Saban’s Power Rangers est à l’affiche depuis le 24 mars 2017.

La destinée de cinq adolescents ordinaires les réunira afin de former la nouvelle génération de Power Rangers. La terrifiante Rita Repulsa revient à Angel Grove afin de retrouver les Power Coins que Zordon a cachés il y a 65 millions d’années. Les cinq nouveaux Rangers devront unir leurs forces afin de vaincre Rita Repulsa & Goldar et de sauver la planète Terre.

Saban’s Power Rangers

Depuis que j’ai vu les différentes bandes-annonces du film Saban’s Power Rangers, je ne peux pas dire que j’avais tellement hâte de voir le film. Pourquoi? La raison est bien simple: j’ai grandi en écoutant les Mighty Morpin Power Rangers et j’avais un peu peur que ce reboot vienne briser mes souvenirs d’enfance. Est-ce que c’est réellement le cas? Pas vraiment! Le film n’a pas vraiment de lien avec la télésérie originale de 1993 (US). Le film reprend les grandes lignes et les principaux aspects qui ont fait le succès de Mighty Morphin Power Rangers. Mais les ressemblances ne sont pas tellement là.

 

Cinq héros comme dans le temps?

Oui et non! Bien sûr, on retrouve Jason (Red), Kimberly (Pink), Billy (Blue), Trini (Yellow), Zack (Black), Zordon et Alpha5. Cependant, le contexte des personnages est assez altéré pour le rendre plus « moderne ». Ce qui frappe dès le début, c’est que nos héros ne sont pas les Teenage with attitude. Ce sont des délinquants, les freaks, les marginaux. Rien à voir avoir les modèles où ils sont de bons adolescents et de bons combattants d’arts martiaux.

Évidemment, certains traits de caractère reviennent. Comme Billy est encore le nerd de service, mais il est autiste (ce qui n’est pas le cas du personnage de 1993). Jason reste le leader (d’oh c’est le Red Ranger), mais il a un intérêt particulier pour Kimberly (ce qui semble réciproque pour elle). L’actrice qui incarne Kimberly me fait penser à Amy Jo Johnson qui joue le personnage original. Le personnage de Trini diffère puisque la version 2017, elle se qualifie de queer. Et finalement, Zack de 2017 m’a fait plus penser au deuxième Black Ranger, Adam Park. Au moins, les scénaristes n’ont pas fait de stéréotypes du genre, le Black Ranger va être une personne noire ou encore le Yellow Ranger est une personne asiatique.

Saban’s Power Rangers

Rita est aussi différente. Si certains trouvent agaçante la version originale de Rita, celle de Saban’s Power Rangers a une tout autre attitude. Elle se trouve à être plus terrifiante et non un personnage ridicule. Elle réinterprète à un moment sa phrase mythique « Make my monster grow » par « Grow my monster », mais ça n’a pas tout à fait le même sens ni la même signification.

 

Un scénario un peu différent de l’origine [peut contenir des SPOILERS]

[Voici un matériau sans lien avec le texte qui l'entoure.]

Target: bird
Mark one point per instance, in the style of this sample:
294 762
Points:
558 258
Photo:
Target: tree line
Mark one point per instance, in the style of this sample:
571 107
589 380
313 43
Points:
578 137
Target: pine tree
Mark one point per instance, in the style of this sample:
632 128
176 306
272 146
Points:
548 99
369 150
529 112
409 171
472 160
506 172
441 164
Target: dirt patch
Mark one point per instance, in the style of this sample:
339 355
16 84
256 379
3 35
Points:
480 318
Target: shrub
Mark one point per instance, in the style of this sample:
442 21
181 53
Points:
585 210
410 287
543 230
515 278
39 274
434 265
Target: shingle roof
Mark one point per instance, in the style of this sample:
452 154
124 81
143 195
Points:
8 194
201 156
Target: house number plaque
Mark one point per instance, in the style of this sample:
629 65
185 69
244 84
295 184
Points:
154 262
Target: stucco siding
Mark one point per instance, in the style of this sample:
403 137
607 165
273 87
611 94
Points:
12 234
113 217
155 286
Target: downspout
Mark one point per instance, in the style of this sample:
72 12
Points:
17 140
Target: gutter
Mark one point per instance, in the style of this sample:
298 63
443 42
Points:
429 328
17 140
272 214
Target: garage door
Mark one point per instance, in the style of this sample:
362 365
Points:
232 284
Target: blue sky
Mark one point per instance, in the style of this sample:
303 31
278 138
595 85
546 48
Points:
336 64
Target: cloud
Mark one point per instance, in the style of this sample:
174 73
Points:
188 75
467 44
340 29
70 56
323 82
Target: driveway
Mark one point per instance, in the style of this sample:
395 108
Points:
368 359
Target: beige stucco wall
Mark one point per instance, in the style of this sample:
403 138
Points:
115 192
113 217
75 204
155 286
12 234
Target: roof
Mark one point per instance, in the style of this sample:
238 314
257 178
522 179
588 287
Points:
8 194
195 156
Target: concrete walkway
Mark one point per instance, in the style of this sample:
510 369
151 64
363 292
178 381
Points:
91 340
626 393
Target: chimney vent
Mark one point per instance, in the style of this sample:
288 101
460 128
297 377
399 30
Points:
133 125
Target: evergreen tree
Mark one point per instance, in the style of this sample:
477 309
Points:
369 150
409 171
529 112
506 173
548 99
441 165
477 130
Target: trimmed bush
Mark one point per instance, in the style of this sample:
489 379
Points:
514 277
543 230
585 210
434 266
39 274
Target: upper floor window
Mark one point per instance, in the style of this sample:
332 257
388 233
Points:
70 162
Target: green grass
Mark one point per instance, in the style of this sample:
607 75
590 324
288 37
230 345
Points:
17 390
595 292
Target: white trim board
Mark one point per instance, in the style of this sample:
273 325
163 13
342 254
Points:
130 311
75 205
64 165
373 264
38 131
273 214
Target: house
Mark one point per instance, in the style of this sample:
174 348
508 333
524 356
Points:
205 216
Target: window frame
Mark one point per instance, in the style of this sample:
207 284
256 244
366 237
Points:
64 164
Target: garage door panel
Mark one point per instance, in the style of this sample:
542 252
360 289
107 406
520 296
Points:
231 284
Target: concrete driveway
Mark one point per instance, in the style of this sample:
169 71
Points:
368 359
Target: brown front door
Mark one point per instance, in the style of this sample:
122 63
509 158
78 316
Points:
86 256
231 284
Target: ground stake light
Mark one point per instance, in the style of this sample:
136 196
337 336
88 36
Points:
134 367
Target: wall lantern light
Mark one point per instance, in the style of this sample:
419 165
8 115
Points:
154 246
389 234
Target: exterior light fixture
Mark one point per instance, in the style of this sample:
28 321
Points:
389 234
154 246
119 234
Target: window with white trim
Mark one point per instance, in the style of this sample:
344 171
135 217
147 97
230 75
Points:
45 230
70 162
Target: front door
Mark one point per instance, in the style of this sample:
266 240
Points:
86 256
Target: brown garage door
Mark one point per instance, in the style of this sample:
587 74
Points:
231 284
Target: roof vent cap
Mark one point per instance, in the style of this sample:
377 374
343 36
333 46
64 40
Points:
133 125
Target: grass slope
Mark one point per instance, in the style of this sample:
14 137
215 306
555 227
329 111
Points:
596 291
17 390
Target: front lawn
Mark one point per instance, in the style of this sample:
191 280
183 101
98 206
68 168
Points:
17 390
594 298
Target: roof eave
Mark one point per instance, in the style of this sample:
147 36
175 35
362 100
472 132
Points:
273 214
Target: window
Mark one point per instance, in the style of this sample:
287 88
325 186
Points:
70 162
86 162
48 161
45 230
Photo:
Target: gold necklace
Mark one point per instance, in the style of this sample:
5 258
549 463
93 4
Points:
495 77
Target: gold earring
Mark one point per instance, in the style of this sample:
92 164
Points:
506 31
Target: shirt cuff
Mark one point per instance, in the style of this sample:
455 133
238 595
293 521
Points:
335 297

Si dans la série originale Zordon choisissait ses Rangers, ce n’est pas le cas dans Saban’s Power Rangers. Les cinq protagonistes découvrent les Power Coins, ce qui leur donnera plein de pouvoir (force, agilité, endurance, etc.). Ici, on se retrouve plus dans la vague des Marvel et DC au cinéma où les personnages mutent et développent leurs pouvoirs. Il y a même une référence à Iron Man et Batman.

Le film ouvre à une époque lointaine (65 millions d’années auparavant). Zordon était le chef des Power Rangers et il tente de défendre les Power Coins que Rita, la Green Ranger, veut acquérir. Avare de pouvoirs, Rita se rebelle contre les Rangers et les extermine. Heureusement, Zordon ordonne une frappe de météores pour empêcher Rita, mais ce sera sa perte. Au moins, les Power Coins et le Zeo Crystal sont saufs (hum hum! Ça sent la suite… c’est en lien avec la 4e saison, Power Rangers ZEO). Lorsque Rita revient à notre époque, elle tente de récupérer le plus d’or que possible afin de recréer Goldar qui n’a rien à voir avec le personnage original.

Saban’s Power Rangers

Le scénario de Saban’s Power Rangers prend beaucoup de temps à s’installer et les combats sont donc très réduits. Comme je le disais plus tôt, le scénario s’attarde beaucoup à nous expliquer l’origine des cinq héros (délinquants, freaks, marginaux). Même s’ils n’ont pas beaucoup de temps devant eux (Rita arrive en force), le scénario étire la sauce et ça se reflète même sur l’entrainement avant d’acquérir leur pouvoir de transformation.

Ce qui est bien, le scénario reprend quelques codes de la série originale. C’est-à-dire que les Power Rangers finissent toujours par échouer avant de se relever et devenir plus forts!

 

Les transformations et les Zords [peut contenir des SPOILERS]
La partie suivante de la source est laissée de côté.